Despite being prone to regular attacks of the giggles, President-by-Omission Jacob Zuma is an astute guy. In fact, the giggles are all part of the show. The appointment of Mac Maharaj as his spokesperson shows he’s still on top of his game.
The media speculate that this move is all about former presidential spokesperson Zizi Kodwa’s ties to the ANC Youth League (ANCYL) and Zuma firing him shows how things have cooled off between Zuma and the ANCYL.
Zizi who? Maybe if you’re talking to this guy on a day-to-day basis, you’d think he’s big shakes. But an argument could be made that it would make more sense for Zuma to keep Zizi close to serve as a kind of early warning signal as to the latest shift in ANCYL leader Julius Malema’s cat-and-mouse game with our ruling Zulu patriarch.
That’s now if you’re a journalist who is hell-bent on remaining mesmerised by Malema’s (media) games.
The question should rather be: why roll Big Mac out in the twilight of his life? It’s true that the 76-year-old has not retired – he was apparently still engaged in the backrooms of the presidency, which sounds suited for a septuagenarian giving the nest egg a final injection.
Now he’s in the hot seat as none other than Presidential Spokesperson. It’s such an obvious spin move that only those held in thrall to the Youth League would miss it.
Some of today’s editors were the journalists who covered the transition to democracy two decades ago. I have not met one who does not speak glowingly of Mac, who was always ready with a plum soundbite or background info to funk up a story during those years.
He’s no-nonsense, he’s got gravitas, he’s familiar. His appointment puts a new shine on the Presidency.
And that Old Mac Touch is already working. For example, as our constitutional crisis takes another turn, this time via the Public Protector’s office, a recent headline trumpeted “Protect Thuli, Says Zuma”. The news report declared that, “Maharaj also hinted that Zuma believed the police should protect [Thuli] Madonsela so that she could continue investigating corruption.”

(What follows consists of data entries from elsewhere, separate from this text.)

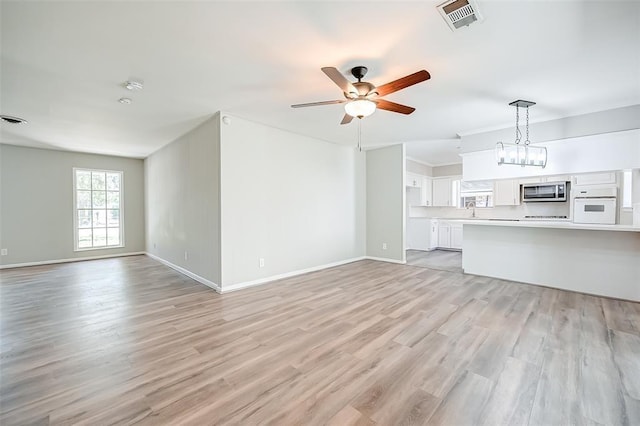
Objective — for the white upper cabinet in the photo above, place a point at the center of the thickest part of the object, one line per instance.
(426, 198)
(506, 192)
(545, 179)
(442, 192)
(595, 178)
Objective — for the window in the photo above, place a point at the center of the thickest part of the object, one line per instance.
(97, 209)
(477, 194)
(626, 189)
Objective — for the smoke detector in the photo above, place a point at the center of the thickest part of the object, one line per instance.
(459, 13)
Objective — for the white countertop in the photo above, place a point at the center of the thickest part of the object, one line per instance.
(561, 224)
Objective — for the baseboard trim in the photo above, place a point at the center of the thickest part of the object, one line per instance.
(186, 272)
(253, 283)
(74, 259)
(384, 259)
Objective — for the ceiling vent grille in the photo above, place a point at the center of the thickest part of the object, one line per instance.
(459, 13)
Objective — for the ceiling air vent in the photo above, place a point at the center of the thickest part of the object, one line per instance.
(459, 13)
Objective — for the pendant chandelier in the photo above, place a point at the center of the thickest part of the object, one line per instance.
(521, 153)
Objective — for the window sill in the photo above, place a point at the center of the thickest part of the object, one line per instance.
(98, 248)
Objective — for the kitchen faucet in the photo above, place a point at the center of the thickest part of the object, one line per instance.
(472, 204)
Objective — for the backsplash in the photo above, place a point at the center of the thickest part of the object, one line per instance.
(498, 212)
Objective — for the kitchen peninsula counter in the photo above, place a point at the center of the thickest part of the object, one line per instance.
(596, 259)
(558, 224)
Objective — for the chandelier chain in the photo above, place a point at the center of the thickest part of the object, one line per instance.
(526, 142)
(518, 133)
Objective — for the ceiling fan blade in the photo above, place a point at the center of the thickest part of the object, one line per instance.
(319, 103)
(346, 119)
(403, 82)
(394, 107)
(342, 82)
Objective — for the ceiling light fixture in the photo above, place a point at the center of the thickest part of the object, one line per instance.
(360, 107)
(134, 85)
(521, 153)
(13, 120)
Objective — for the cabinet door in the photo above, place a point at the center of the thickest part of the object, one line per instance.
(595, 178)
(426, 198)
(442, 192)
(456, 236)
(444, 240)
(433, 241)
(506, 192)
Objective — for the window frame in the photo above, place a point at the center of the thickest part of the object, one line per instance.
(479, 193)
(75, 209)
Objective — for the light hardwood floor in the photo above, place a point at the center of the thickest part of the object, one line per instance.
(128, 340)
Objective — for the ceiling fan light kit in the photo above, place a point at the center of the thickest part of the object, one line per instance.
(521, 153)
(360, 108)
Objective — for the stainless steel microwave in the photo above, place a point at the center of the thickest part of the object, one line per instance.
(548, 191)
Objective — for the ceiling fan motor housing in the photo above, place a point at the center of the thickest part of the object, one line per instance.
(359, 72)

Yeah right. When you read the actual statement, issued by Maharaj, half of it is a mere repeat of what the Constitution says in Section 181 about support to Chapter Nine institutions. The statement does not specifically commit the presidency to the protection of the Public Protector.
We all know what the Constitution says. But what is the president’s position on certain individuals, organisations and institutions actively working to undermine those very principles?
South Africa at this point does need an openly stated commitment from the president that the independence of the Public Protector will be respected. Maharaj’s statement that, “President Jacob Zuma has reaffirmed government support for the Office of the Public Protector and all Chapter 9 institutions” goes some way towards this.
But real support for the Public Protector means a swift response to and implementation of the remedial action that she suggested with regards her findings of unlawful conduct and maladministration in the leasing of buildings for the police.
Instead of Big Mac supplying the answers in this regard, we have hatchet man Jimmy Manyi, sometime businessman, sometime government spokesperson, saying that the Public Protector’s decision to go, well, public with her findings has placed “undue” pressure on the executive and “prejudiced” “innocent” people.
But, he assures us, cabinet “respects” the Chapter 9 institutions and “due processes” will be followed. How his pronouncement of the implicated persons as “innocent” fits into such “due processes” he does not say.
Spot the difference: Maharaj says the Public Protector enjoys the support of government and (allegedly) “hints” at protection. Manyi says the executive respects “all Chapter 9 institutions” but the Public Protector has “prejudiced” “innocent” people.
Sounds like government spin doctors trying out a “good cop, bad cop” spiel. But when you break it down, the message remains the same.